Morgan State University President David Wilson yesterday announced the receipt of a $250,000 grant from the John S. and James L. Knight Foundation to establish an Urban Digital Journalism program in the university’s School of Global Journalism and Communication. The grant will enhance training technologies and resources to develop undergraduate journalists covering news and features stories in four Maryland municipalities; Baltimore City, Frederick, Cambridge and Montgomery County.
“We want to be number one in the nation producing the graduates who will shape our culture and our world through integrity and responsibility in journalism and communications,” says Dr. Wilson.
The announcement was made during the ceremonial opening of the SGJC, and is the latest of three grants won by the school since formally opening on the historically Black northeast Baltimore campus in July. The Morris A. Mechanic Foundation gave $10,000 for general support of the school’s programs and activities, and the Gannett Foundation gifted $15,000 to fund a four-day broadcast journalism symposium to be held in spring 2014.

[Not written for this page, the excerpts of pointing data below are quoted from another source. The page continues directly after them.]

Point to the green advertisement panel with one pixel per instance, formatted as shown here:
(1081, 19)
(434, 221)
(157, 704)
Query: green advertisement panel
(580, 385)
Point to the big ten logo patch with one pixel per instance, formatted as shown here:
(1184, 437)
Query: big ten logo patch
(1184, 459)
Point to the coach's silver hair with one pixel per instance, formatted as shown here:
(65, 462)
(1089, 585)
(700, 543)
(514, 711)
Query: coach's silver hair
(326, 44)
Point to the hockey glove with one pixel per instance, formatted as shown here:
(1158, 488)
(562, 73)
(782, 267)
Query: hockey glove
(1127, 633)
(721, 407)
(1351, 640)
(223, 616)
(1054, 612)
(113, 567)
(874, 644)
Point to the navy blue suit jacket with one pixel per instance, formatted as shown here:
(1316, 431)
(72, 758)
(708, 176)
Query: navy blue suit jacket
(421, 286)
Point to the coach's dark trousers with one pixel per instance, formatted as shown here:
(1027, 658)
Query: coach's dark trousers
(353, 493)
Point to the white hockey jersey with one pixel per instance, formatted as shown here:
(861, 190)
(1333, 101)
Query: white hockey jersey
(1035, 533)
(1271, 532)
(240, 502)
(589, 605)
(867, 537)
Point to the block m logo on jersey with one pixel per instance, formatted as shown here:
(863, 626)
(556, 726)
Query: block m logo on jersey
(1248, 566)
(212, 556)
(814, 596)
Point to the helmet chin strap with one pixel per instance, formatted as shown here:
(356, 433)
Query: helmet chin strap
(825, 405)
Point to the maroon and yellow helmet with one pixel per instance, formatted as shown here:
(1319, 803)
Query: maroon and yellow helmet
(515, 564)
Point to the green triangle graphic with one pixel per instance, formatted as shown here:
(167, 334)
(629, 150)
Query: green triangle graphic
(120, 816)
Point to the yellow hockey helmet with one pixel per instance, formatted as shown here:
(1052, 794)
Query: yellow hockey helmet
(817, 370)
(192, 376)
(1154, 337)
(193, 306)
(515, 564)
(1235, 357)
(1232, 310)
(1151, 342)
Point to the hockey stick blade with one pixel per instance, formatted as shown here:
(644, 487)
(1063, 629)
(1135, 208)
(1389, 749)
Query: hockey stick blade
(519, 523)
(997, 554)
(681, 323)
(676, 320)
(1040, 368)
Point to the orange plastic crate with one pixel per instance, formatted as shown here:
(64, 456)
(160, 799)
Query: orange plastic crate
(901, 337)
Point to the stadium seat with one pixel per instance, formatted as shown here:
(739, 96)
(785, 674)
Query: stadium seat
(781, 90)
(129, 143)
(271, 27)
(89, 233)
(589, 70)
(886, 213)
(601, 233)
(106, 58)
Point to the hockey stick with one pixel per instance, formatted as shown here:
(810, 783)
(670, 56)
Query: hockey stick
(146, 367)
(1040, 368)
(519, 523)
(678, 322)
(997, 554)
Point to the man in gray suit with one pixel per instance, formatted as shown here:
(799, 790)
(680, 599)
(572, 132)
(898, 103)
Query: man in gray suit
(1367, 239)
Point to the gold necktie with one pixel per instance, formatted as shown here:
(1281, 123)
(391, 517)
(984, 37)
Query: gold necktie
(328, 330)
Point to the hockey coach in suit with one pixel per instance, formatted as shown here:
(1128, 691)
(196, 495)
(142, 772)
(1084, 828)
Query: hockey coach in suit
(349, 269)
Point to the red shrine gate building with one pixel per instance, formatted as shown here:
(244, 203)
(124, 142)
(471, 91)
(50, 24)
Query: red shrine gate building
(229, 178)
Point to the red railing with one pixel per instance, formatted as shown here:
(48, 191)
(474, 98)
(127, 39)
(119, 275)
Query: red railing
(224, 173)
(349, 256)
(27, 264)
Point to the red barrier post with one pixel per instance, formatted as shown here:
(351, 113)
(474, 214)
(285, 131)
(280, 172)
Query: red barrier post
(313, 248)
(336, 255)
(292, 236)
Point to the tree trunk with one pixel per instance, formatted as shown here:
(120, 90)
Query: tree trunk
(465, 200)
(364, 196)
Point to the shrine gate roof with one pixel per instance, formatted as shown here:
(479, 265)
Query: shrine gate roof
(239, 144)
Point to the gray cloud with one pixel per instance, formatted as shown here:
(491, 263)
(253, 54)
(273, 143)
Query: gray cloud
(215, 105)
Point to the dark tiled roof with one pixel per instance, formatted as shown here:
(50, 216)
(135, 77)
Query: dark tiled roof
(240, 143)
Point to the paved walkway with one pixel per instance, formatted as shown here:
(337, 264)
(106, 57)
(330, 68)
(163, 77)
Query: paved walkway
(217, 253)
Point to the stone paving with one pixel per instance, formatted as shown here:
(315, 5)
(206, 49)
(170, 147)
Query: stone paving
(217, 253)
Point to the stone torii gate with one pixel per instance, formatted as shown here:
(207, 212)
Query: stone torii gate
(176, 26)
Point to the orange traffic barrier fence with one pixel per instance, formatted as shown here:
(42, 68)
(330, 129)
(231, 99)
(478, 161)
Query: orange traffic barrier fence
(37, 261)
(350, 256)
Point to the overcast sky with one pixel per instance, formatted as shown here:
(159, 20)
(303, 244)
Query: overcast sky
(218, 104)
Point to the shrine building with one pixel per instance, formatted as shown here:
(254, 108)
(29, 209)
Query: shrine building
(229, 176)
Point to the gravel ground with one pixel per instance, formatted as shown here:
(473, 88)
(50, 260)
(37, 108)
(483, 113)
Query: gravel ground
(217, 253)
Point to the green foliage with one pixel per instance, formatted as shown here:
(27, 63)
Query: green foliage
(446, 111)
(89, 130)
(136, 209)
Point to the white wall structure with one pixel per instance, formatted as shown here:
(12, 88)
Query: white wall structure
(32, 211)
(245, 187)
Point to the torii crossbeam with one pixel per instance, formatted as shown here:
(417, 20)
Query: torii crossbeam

The symposium will offer 40 students from several historically Black colleges and universities intensive training in broadcast newsgathering techniques and technical operation. It will be taught by a team of broadcast news professionals from Gannett’s broadcast division, which operates 43 television stations across the nation.
SGJC Dean DeWayne Wickham says the support of prominent industry foundations indicates an early signal of strength and sustainability within the media industry’s philanthropic support network.
“I think this is a pretty good start for our three-month-old school. I’m optimistic that our fundraising efforts will produce even better results in the coming year.”
The MSU School of Global Journalism and Communication offers undergraduate degrees in multimedia journalism, multiplatform production and strategic communication.